Sandık Gücü gönüllüsü Deniz Özgür, 24 Haziran günü Urfa’da neler yaşandığını anlattı. Seçim gününde en çok ihlal ve darp haberi gelen kentlerinden biri olan Urfa’da gönüllü olarak müşahitlik yapan Özgür, "Kadınların yerine veya onlarla birlikte oy kullanma, seçmen listesinde olup seçim günü orada olmayanların yerine topluca oy kullanma, başka yerde seçmen olup o gün sandıkta oy kullanmaya çalışma, açık oy kullanma ve boş pusulalara topluca tercih vurma" gibi ihlallerle karşılaştıklarını söyledi.
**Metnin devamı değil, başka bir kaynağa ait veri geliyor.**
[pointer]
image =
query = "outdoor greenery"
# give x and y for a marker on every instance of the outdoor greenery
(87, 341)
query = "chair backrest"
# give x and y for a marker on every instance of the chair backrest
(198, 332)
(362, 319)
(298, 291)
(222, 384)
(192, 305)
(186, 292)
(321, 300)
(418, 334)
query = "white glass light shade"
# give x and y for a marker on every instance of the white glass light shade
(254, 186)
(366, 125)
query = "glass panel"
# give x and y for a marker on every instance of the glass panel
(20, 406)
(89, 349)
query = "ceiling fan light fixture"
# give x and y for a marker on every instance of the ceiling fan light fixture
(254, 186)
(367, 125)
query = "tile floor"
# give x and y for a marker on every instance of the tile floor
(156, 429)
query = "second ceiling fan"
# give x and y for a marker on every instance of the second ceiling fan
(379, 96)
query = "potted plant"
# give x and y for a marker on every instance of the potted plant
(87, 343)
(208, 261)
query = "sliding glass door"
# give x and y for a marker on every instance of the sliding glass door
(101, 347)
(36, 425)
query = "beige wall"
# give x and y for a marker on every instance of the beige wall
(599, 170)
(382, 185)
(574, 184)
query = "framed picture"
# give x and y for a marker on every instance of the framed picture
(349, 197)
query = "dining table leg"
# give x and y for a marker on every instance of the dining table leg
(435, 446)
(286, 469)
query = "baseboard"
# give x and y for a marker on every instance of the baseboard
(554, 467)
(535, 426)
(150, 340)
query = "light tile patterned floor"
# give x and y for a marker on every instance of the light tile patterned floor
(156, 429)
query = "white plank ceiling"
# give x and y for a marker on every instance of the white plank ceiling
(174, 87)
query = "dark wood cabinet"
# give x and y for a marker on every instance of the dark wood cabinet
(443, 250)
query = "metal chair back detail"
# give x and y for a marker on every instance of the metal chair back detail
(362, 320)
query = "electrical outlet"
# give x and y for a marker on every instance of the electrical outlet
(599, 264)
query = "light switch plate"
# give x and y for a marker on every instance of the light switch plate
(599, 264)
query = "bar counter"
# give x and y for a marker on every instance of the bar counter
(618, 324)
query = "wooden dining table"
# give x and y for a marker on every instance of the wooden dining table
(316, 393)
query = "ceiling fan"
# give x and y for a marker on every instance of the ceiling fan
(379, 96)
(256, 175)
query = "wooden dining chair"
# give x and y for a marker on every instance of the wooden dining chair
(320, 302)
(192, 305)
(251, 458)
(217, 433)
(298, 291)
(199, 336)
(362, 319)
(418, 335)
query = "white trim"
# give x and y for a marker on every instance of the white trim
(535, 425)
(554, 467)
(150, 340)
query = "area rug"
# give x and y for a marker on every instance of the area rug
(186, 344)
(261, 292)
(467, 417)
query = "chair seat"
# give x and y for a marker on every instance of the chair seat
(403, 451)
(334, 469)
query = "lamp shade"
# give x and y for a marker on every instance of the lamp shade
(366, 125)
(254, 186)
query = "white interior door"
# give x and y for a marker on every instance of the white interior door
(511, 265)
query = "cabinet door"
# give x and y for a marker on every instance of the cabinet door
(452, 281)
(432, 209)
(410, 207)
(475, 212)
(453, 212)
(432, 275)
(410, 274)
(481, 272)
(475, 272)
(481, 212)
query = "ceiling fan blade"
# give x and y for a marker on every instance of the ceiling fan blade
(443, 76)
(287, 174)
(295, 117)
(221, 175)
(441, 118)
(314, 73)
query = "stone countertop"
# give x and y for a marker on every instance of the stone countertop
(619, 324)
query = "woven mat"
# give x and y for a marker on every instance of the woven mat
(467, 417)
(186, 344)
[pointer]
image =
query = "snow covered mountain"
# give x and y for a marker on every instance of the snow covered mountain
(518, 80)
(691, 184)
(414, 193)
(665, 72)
Yeni Yaşam gazetesinde yayımlanan yazısında Özgür, Urfa’da gönüllü olarak müşahitlik yapan çok sayıda kişinin yasal olmayan gerekçelerle sınıftan atıldığını, lince maruz kalmak üzereyken bulundukları yerlerden kaçarak kurtulduklarını ifade etti. Özgür, yaklaşık 15-20 sandıktan uzaklaştırıldıklarını ama geri kalan sandıklarda birçok oyun korunduğunu, usulsüzlüklerin engellendiğini ve ıslak imzalı tutanakların ‘kıyasıya mücadeleler’ neticesinde alınabildiğini de sözlerine ekledi.
"KARANLIKTA KALAN NOKTALAR OLDUĞU ÇOK AÇIK"
“CHP, Saadet Partisi, HDP ve İyi Parti’nin seçim güvenliği konusunda aldığı ortak tutum ve sergilediği iş birliği takdire şayan. Ama esas olarak da şu gerçeği yüzümüze çarptı ki en önemlisinin bu olduğunu düşünüyorum: Ana muhalefet partisi başta olmak üzere muhalefet partilerinin hiçbirinin söz konusu bölgelerde bir varlıklarının olmadığını gördük” diyen Özgür, şöyle devam etti:
Seçim günü Urfa’da yaşananlar bütün ülkenin ana gündemi oldu. Olması da doğaldı elbette. Ancak, bu oraya gidilebildiği ve bu baskılar görünür kılınabildiği için mümkün oldu. Aklımızda, “ya gidilmeyen köyler, okullar” sorusu kaldı ister istemez. Buna mukabil, muhalefetin seçim gecesi sergilediği basiretsizlik, erken kabulleniş, gün boyunca yaşanan seçim savaşının gece sineye çekilişi yüzlerce gönüllünün kâbusu oldu. Ortada anlamlandırılamayan, karanlıkta kalan noktalar olduğu çok açık.
Buralarda yaşanan deneyimden muhalefet partilerinin kendilerine anlamlı dersler çıkarması gerekiyor. Bu seçimde bir avuç gönüllünün çabasıyla gidilen köylere, mezralara daha örgütlü, düzenli ve programlı gidilmedikçe bırakın oy tercihlerini değiştirebilmeyi, oyları koruma şansınız dahi olmayacaktır. Bunlar asgari düzeyde yapılmadan iktidar olma iddiası, esen rüzgâra karışan ıslığa benzer.